Miller made us all chortle with his speech at the Melbourne Press Club last week, in which he called on the media to stop attacking each other. What is usually the first publication to launch an attack on its rivals or perceived rivals?
News Corp Australia is facing more write-downs for its Fox Sports Australia subsidiary (we will know late next week when News Corp releases its 2016-17 results), after the News Corp board wrote down US$310 million from the value of News Corp Australia’s long-life assets earlier this year and US$227 million off the value of the 50% stake in Foxtel. Perhaps Miller knows there are more write-downs coming and today’s moaning and groaning is a diversion to establish a “straw man” argument.
Greg Hywood, the multimillionaire who runs Fairfax Media, has just had to endure the humiliation of his company being rejected by two bottom-fishing private equity sharks from the United States: TPG and Hellman & Friedman, who were prepared to lay out more than A$2.2 billion for Fairfax until they viewed the books and departed in haste. Hywood also endeared himself to staff on his newspapers by chopping 125 jobs and $30 million in costs. Hywood’s Fairfax also owns 50% of the video streaming service Stan with Hugh Marks’ Nine Entertainment. The ABC and SBS’ streaming video services are emerging as local rivals to Stan, which is running second behind US giant Netflix. Netflix’s success ended the life of Presto, the streaming joint venture owned by Foxtel and Seven West Media, generating more than $100 million in losses for both companies at a time when revenues and earnings from the ad sales business, continue to fall.
That explains the presence of Nine’s Hugh Marks and Seven’s Tim Worner in the list of media moaners in the Oz this morning. But maybe Worner should be looking a bit closer to home for the root of Seven’s problems, especially as Seven passed on the Ninja Warrior format that has breathed new life into Hugh Marks’ term at the head of Nine.

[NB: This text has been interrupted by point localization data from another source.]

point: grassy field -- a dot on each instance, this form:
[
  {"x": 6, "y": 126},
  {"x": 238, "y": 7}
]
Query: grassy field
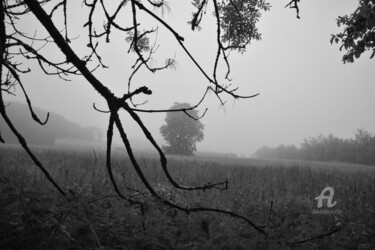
[{"x": 34, "y": 216}]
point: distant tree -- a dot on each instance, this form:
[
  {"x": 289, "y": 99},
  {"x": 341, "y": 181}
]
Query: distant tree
[
  {"x": 50, "y": 45},
  {"x": 358, "y": 35},
  {"x": 182, "y": 130}
]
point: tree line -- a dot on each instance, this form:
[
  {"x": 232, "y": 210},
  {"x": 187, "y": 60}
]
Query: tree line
[
  {"x": 359, "y": 150},
  {"x": 56, "y": 128}
]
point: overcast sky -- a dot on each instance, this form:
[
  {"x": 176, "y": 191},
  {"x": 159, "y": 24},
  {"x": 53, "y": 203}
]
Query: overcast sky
[{"x": 305, "y": 89}]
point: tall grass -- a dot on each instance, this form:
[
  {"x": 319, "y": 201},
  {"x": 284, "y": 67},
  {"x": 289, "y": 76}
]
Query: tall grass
[{"x": 97, "y": 217}]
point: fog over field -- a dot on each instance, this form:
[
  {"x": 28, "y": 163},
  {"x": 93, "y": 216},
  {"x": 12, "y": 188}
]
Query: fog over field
[{"x": 305, "y": 89}]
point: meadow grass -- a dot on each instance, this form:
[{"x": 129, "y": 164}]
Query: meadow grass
[{"x": 34, "y": 215}]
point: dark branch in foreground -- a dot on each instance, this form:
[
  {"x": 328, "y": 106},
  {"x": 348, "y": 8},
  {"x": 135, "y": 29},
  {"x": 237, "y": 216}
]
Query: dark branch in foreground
[{"x": 13, "y": 44}]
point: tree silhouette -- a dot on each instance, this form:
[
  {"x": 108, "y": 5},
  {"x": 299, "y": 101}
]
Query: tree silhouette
[
  {"x": 17, "y": 44},
  {"x": 182, "y": 131},
  {"x": 358, "y": 35}
]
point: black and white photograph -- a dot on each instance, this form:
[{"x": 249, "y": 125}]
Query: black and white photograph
[{"x": 187, "y": 124}]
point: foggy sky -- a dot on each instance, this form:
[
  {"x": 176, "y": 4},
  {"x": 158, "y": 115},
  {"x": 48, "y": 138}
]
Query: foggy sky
[{"x": 305, "y": 89}]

Tonagh is in the group because he is a senior News Corp associate and former executive and runs Foxtel, the most important business in News Corp Australia after the 61%-owned REA Group, the real estate website business that is holding up the rest of the creaking Murdoch media empire. Paul Anderson is there to make up the numbers — Ten was not forced into administration and now receivership by anything the ABC or SBS did. That was all Ten’s own work, from the management to the dud board and the billionaire shareholders led by Lachlan Murdoch and Bruce Gordon whose threats frightened the Ten board to push the company into administration on June 14.

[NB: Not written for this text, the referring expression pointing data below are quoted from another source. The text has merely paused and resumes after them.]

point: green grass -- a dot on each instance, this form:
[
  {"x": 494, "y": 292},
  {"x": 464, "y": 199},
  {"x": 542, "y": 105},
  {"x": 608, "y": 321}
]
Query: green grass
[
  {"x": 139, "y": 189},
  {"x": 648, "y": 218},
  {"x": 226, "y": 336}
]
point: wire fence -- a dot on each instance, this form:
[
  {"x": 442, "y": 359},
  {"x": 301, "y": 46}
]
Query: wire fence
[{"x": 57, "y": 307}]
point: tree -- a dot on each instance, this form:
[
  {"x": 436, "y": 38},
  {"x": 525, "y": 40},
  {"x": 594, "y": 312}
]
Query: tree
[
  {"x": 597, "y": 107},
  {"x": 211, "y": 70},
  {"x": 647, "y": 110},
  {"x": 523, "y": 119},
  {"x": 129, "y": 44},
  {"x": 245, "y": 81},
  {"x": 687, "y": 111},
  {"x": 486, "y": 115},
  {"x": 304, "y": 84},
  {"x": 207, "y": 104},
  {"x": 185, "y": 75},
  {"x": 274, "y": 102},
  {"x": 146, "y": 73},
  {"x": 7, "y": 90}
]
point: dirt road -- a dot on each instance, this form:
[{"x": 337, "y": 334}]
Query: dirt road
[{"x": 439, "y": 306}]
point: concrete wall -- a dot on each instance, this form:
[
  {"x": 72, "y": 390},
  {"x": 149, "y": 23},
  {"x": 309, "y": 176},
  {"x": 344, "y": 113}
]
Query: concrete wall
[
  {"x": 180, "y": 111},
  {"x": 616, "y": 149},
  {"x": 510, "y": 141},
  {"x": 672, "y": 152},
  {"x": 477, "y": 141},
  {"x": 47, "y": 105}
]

Miller’s Melbourne Press Club appearance last week and his comments this morning in his company’s staff newsletter (AKA the Oz) are pretty egregious seeing as last week dozens of photographers and subeditors were sacked at News Corp tabloids around the country (but not at the loss-making Australian — at least not to the same extent). These job losses mirror those at Fairfax Media (and are the third round of cuts at News in four years), at Seven West’s Pacific Magazines and The West Australian and Sunday Times in Perth, and job cuts at the ABC and SBS, which were forced on the two broadcasters by budget cuts imposed by Malcolm Turnbull when he was communications minister.